The Committee of 81 was not a monolithic group: its representatives came from varied backgrounds the majority being youth from Coloured working class and middle class families. Its members had different points of view, and uneven understandings of the political situation in the country. There were clueless members of the Committee, there were anarchists who rejected the establishment, there were those seeking adventure, and then there were those who were influenced by the ideas of the Black Consciousness Movement (BCM) and the philosophy of the NEUM; these were the articulate, smart students who formed the leadership of the Committee.
The impact of the BCM cannot be overestimated in a society that defined students according to physical traits, culture, religion, language and gender. The concept that 'black is beautiful' was mind-blowing, as was the idea of uniting all oppressed people under one umbrella of being 'black'. This was an important rallying point.
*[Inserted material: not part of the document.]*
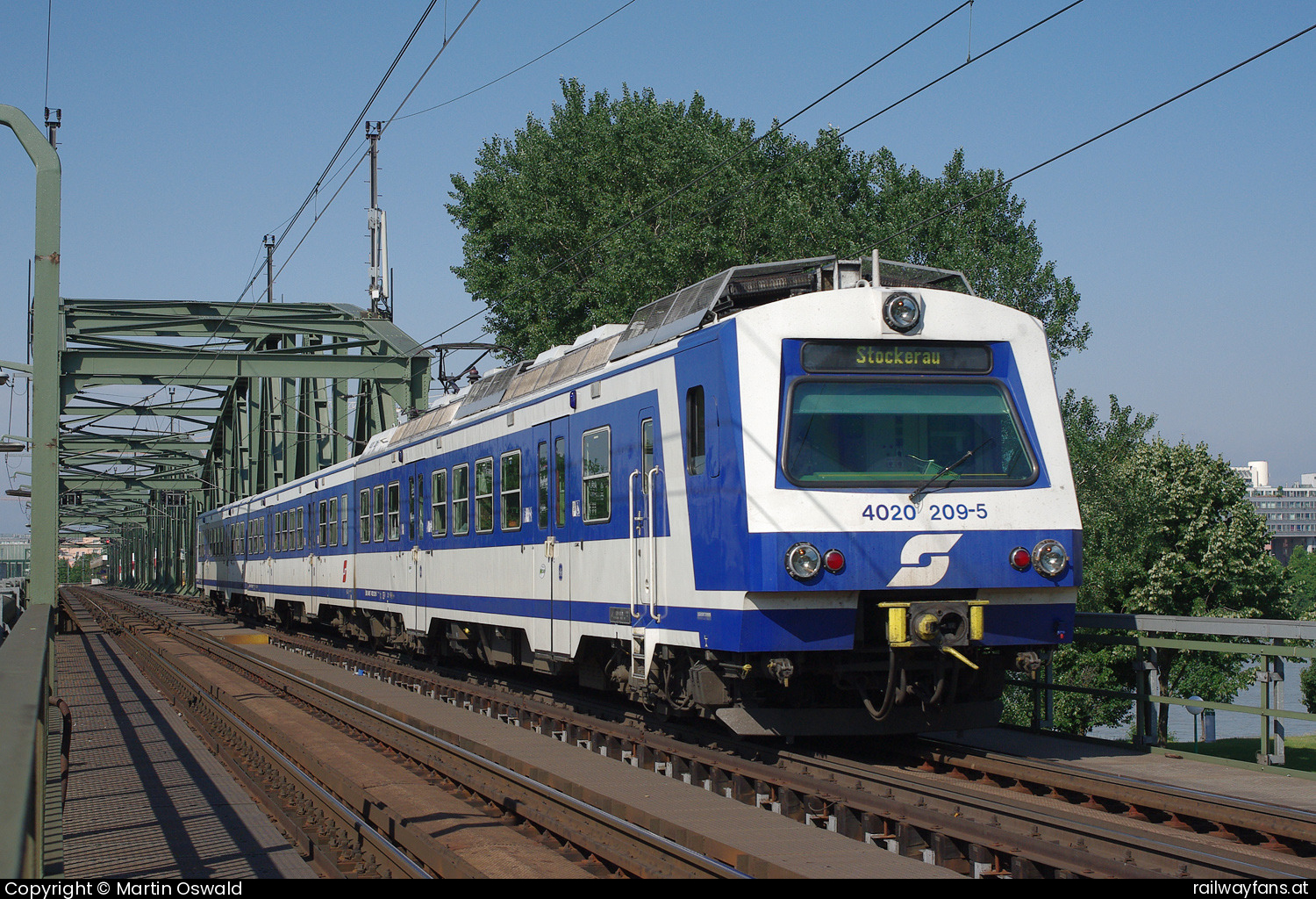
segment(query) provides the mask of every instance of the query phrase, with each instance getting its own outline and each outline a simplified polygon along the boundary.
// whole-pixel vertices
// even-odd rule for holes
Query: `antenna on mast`
[[[371,319],[393,320],[393,303],[388,291],[388,228],[384,211],[379,208],[379,134],[383,122],[367,121],[366,137],[370,138],[370,311]]]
The BCM organisation that began to emerge in the Western Cape then, was the Azanian People's Organisation (AZAPO), although it did not have an established presence in the schools, unlike the NEUM.
The TLSA taught students that the concept of race had no scientific basis or validity. That the concept of race had historically justified the economic exploitation of people outside of European, and had its origins in the Atlantic Slave Trade and Colonialism, and therefore racist ideology and class exploitation were inextricably linked. This was the most liberating idea the TLSA imparted to students, and by providing this framework, allowed Coloured students to think outside the confines of Coloured education.
It was most probably this factor that gave the leadership of the Committee of 81 the necessary spirit, self-confidence and courage to defy the Apartheid government. So, the TLSA whose motto was, 'Let us live for our children', could not understand the actions of their children, or that their influence had contributed to their children's rebellion.
This non-antagonistic contradiction is most aptly summarised by a poem of Khalil Gibran when he said:
Your children are not your children. They are the sons and daughters of Life's longing for itself. They come through you but not from you, And though they are with you, yet they belong not to you, You may give them your love but not your thoughts. For they have their own thoughts. You may house their bodies but not their souls, For their souls dwell in the house of tomorrow, which you cannot visit, Not even in your dreams. You may strive to be like them, but seek not to make them like you. For life goes not backward nor tarries with yesterday. You are the bows from which your children as living Arrows are sent forth...
The sad fact is that the TLSA failed to recognise that in many ways their teachings at high schools, over a period of time had paved the foundation for the student protests.
By August 1980, a number of Committee of 81 members were detained, whilst the remaining few went into hiding, and continued with the student protest. After many debates the boycott eventually ended at Coloured and Indian schools but continued at African schools.
After the spate of detentions in 1980, the Committee never again met as a group, nor did their energies ever again find a collective organisational expression.
However, the Committee had influenced a generation of students. For some of us 1980 was a baptism of fire, there was no going back. So today, members of the Committee of 81 can look back on the student protest they led 25 years ago amidst tremendous social tumult. We can reflect critically on the successes and failures of that period. As the Committee of 81, with all our differences, we can definitely claim to have challenged the might of the Apartheid government. We never accepted their racist ideology. Instead we believed in our common humanity and destiny as South African students. We can say that for a brief moment in time, through our words and our actions, we truly lived in the house of tomorrow.